The so-called GASB Rule 45 went into effect just this year for jurisdictions with more than $100 million a year in annual revenue. However, municipalities were given three years to adjust. Mead said GASB officials are aware it is causing a seismic shift in government accounting standards and could cause significant belt-tightening on retiree health benefits.

"The obligation is quite large in some cases," Mead said. "It's not a minor issue.

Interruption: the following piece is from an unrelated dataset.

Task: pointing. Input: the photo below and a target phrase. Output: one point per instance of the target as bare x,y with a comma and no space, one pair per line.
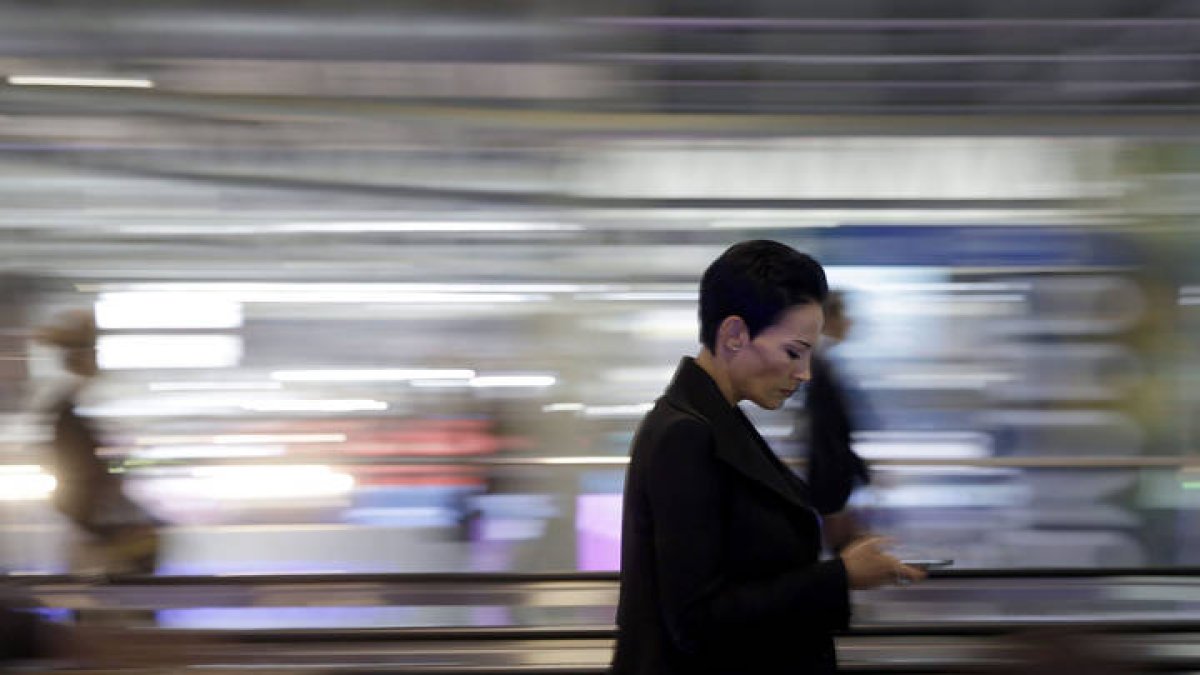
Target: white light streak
60,81
373,375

It's not chicken feed."

Montgomery County's estimated health-care liability is high compared with other jurisdictions, but officials said it included not just the county and the public schools, as in the other communities, but also Montgomery College and the county's portion of the Maryland-National Capital Park and Planning Commission.

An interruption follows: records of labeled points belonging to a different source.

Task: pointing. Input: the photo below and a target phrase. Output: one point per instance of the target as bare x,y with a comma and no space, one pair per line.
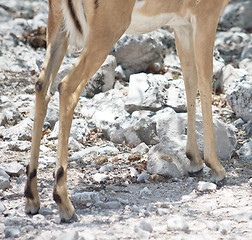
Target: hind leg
57,45
184,43
204,43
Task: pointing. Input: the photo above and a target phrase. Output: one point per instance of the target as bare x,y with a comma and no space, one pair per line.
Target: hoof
32,208
196,174
221,183
74,218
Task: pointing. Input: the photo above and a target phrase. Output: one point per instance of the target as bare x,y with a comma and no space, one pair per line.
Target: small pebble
206,186
143,230
100,160
225,226
70,235
177,223
145,193
2,207
134,157
133,172
106,168
11,232
4,183
141,148
143,177
100,177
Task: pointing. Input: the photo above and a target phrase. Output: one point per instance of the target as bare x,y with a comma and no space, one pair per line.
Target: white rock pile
129,130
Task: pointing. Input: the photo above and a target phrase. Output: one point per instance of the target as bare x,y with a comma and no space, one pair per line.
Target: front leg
57,45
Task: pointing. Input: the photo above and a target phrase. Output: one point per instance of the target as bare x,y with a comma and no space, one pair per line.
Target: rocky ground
116,193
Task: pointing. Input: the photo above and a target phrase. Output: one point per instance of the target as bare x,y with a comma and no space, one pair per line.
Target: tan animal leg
100,40
205,28
56,49
185,47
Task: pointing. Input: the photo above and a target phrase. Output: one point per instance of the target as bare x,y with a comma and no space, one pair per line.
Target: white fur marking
75,38
141,24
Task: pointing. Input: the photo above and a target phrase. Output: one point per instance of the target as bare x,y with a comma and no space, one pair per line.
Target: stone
166,162
70,235
74,145
100,177
228,76
106,168
247,50
99,151
109,205
133,172
3,119
143,229
12,232
177,223
4,183
138,53
21,131
153,92
145,193
20,146
143,177
2,207
239,97
247,127
103,80
206,186
237,14
4,174
86,198
246,64
238,123
79,130
245,152
13,168
45,211
142,148
144,226
225,226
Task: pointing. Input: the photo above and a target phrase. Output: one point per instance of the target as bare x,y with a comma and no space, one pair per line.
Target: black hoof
221,183
196,174
71,220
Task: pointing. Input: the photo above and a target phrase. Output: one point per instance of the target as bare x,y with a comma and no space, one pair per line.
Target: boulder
154,92
139,53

Arlington's obligation is higher than other Northern Virginia jurisdictions, Carlee said, because the county offers "a more generous retiree benefit" than others.

"Some of us are very generous in trying to maintain a continuity of health care and some don't do a thing," he said.

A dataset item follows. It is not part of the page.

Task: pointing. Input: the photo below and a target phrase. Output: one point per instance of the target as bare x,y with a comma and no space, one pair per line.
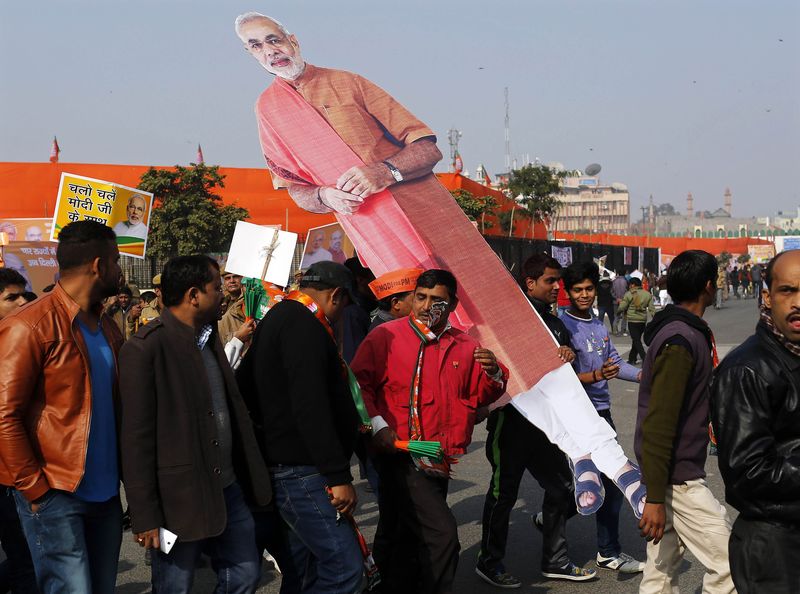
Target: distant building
789,221
588,205
719,223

J. Walter Tejada, vice chairman of the Arlington board and a candidate for a board seat, said residents should not be worried about whether the county will be able to pay and said officials are planning how to handle the situation.

"We have a track record of paying our bills," he said.

Though governments have agreed to follow GASB's standards when preparing their financial statements, some governments have rebelled at adding the big number to their financial statement calculations. In Texas, legislators angry over the rules said governments didn't need to follow them. Connecticut created an alternative rule-making organization.

But bond-ratings agencies such as Moody's Investors Service, Fitch Ratings and Standard & Poor's have made it clear they expect local and state governments to take some action to show they have acknowledged the full liability and are trying to make sure their budgets are balanced. San Diego, for example, has eliminated health benefits for some city employees; North Carolina now requires new state employees to work for the state for 20 years instead of five years to receive health benefits in retirement.

Fairfax County has put aside $48.2 million toward its retirement health benefits, said Robert L. Mears, the county's director of finance.

"We've been way out ahead on this issue for years and carefully setting aside funding," he said. "We're comfortable in this first year of implementation."